Had I played the safe card, I would have probably ended up going to Río Lagartos, the nearest town 12 kms away towards Tizimín, because it was the only place where I could find accommodation online and then I would have probably booked an expensive tour to Las Coloradas, I wouldn’t have stayed in Vanessa and Carlos’s house, I wouldn’t have seen the sunset nor the sunrise, I wouldn’t have eaten fresh fish nor homemade panuchos and I wouldn’t have tried sleeping in a hammock nor made new friends and precious memories for life!

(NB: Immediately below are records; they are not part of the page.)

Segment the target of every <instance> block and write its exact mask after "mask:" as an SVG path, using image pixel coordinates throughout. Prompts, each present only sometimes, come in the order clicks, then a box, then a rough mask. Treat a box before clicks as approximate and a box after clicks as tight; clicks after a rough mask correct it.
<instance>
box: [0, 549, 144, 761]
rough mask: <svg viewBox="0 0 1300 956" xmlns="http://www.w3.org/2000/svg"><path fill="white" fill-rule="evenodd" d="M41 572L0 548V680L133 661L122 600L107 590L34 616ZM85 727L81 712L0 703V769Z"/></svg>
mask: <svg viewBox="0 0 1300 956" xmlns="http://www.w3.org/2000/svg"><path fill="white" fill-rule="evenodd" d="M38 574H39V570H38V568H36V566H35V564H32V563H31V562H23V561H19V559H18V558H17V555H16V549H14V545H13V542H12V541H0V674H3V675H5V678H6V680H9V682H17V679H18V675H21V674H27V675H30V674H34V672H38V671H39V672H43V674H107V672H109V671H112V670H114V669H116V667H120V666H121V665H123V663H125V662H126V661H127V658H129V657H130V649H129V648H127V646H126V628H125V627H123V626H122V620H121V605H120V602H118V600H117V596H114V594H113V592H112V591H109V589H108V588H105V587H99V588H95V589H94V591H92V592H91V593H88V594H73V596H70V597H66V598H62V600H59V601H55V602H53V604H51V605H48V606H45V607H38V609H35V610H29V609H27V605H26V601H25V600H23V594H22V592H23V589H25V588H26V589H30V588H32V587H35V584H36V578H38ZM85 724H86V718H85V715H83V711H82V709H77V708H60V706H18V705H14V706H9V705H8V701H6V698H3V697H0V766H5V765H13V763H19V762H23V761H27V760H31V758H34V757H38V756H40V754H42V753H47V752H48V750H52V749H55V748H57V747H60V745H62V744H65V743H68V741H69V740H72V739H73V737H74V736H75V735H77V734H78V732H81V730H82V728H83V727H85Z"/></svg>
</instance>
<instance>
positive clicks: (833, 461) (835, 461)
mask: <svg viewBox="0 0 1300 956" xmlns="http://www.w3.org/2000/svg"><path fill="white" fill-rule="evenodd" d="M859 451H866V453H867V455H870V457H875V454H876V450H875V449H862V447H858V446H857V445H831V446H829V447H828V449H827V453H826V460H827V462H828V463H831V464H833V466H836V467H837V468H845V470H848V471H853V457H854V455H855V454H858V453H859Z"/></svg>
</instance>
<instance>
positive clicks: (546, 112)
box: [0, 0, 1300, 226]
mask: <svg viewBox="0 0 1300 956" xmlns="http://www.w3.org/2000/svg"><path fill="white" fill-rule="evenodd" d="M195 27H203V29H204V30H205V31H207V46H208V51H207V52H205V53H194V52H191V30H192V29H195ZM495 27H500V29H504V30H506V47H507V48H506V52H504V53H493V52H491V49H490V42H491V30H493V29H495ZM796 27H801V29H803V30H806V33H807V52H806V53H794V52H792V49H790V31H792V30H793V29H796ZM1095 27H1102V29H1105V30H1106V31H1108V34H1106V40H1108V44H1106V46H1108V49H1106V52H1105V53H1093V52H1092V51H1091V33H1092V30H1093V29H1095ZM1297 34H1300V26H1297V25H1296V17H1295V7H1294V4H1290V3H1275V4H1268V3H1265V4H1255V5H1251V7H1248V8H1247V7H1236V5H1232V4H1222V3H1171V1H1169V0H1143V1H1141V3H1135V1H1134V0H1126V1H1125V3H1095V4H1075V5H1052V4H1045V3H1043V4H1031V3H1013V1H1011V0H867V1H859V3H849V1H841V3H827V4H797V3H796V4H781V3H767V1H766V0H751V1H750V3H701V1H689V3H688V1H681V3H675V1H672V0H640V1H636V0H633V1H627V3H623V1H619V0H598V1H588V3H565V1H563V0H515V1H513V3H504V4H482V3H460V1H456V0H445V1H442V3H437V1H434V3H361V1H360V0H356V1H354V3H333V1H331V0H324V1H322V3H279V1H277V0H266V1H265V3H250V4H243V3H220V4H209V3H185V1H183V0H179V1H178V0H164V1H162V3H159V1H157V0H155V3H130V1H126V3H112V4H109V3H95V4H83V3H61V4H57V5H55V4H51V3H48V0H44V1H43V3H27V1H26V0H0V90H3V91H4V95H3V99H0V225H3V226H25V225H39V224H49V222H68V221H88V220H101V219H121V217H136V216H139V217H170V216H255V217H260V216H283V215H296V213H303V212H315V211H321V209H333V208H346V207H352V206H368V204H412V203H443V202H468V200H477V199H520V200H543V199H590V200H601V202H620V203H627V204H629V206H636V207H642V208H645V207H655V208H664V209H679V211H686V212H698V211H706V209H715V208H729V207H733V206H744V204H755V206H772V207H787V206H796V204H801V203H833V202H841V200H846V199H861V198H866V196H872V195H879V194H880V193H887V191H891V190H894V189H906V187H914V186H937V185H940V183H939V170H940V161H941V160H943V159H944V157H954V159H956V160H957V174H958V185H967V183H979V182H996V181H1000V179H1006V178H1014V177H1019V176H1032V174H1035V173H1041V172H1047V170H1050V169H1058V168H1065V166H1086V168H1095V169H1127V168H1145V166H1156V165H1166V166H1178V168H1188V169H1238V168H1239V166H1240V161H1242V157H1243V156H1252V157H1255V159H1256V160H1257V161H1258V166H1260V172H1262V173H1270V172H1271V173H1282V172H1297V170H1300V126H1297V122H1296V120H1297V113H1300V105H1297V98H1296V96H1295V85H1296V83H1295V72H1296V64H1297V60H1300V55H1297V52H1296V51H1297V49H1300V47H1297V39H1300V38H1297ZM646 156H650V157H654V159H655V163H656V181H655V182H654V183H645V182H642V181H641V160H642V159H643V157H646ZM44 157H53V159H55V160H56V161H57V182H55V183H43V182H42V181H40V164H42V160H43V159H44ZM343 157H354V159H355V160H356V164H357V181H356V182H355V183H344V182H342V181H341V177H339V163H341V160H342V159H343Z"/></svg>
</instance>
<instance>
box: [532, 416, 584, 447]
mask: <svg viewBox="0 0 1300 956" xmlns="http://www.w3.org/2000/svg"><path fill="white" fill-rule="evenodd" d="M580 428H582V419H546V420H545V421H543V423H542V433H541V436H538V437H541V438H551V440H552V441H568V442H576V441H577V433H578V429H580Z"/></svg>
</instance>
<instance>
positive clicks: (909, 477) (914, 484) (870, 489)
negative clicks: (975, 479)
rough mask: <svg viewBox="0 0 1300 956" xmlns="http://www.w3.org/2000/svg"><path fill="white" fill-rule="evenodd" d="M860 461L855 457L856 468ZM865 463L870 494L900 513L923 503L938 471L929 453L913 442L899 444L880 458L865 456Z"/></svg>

Las Colorados, is a picturesque pink lake to most people, but it is also a place filed with immense natural beauty and genuine hospitality and curiosity from its people, locals - individuals with hearts, hopes, dreams and passions - the purest form of entrepreneurial spirit  you will ever see.

This was so incredibly amazing and exactly the kind of local experience that I am always advocating. I came from Isla Holbox, which was so touristed and crowded with people like myself, I didn't even care to mingle with the locals, here I am sleeping in a Mayan hammock eating their amazing fried fish, learning about their lives and witnessing their happiness and simple living. These people are so freaking happy, they reminded me of Cuba, places like Viñales and Trinidad and Remedios. Places that I absolutely loved!

The thing is, when places become oversaturated with things to do and tourist tours and such, the ever growing capitalist machine kicks in and people figure out how to make money, so the real motivation is lost, the real desire to show off your place and your daily life and your life is lost and that is so sad, which is why I am  - and always will advocate local experiential travels.

I didn't FEEL anything inside when going on a three island boat trip with people like myself at Isla Holbox, I mean it was pretty and all, but it was mostly small talk, like where are you from, where are you going next, can you take my picture, thanks, enjoy your holiday kinda conversation, then goodbye, see ya never.

I especially dislike those typical tourist trips, a good example being going to see Maya Beach in Koh Phi Phi, (I know that's a bad example) Or going on a red sightseeing bus my point is, when I travel, I want to be moved that is essentially why I travel, I want to be able to write home and tell my friends and family about these amazing people that I've met and how they live and their secret places.

I believe that places are made up of people, which is why I am also turned off by lists of how-many-countries-I've-visited. I don't believe in places alone - I believe in people. I believe that places should be experienced through people and the people - locals who know their places by heart, they are the ones we should allow ourselves to experience with and learn from.

That being said, I urge you to try and venture beyond places and to seek out local experiences with locals and LEARN from these individuals - truly experience and not just observe.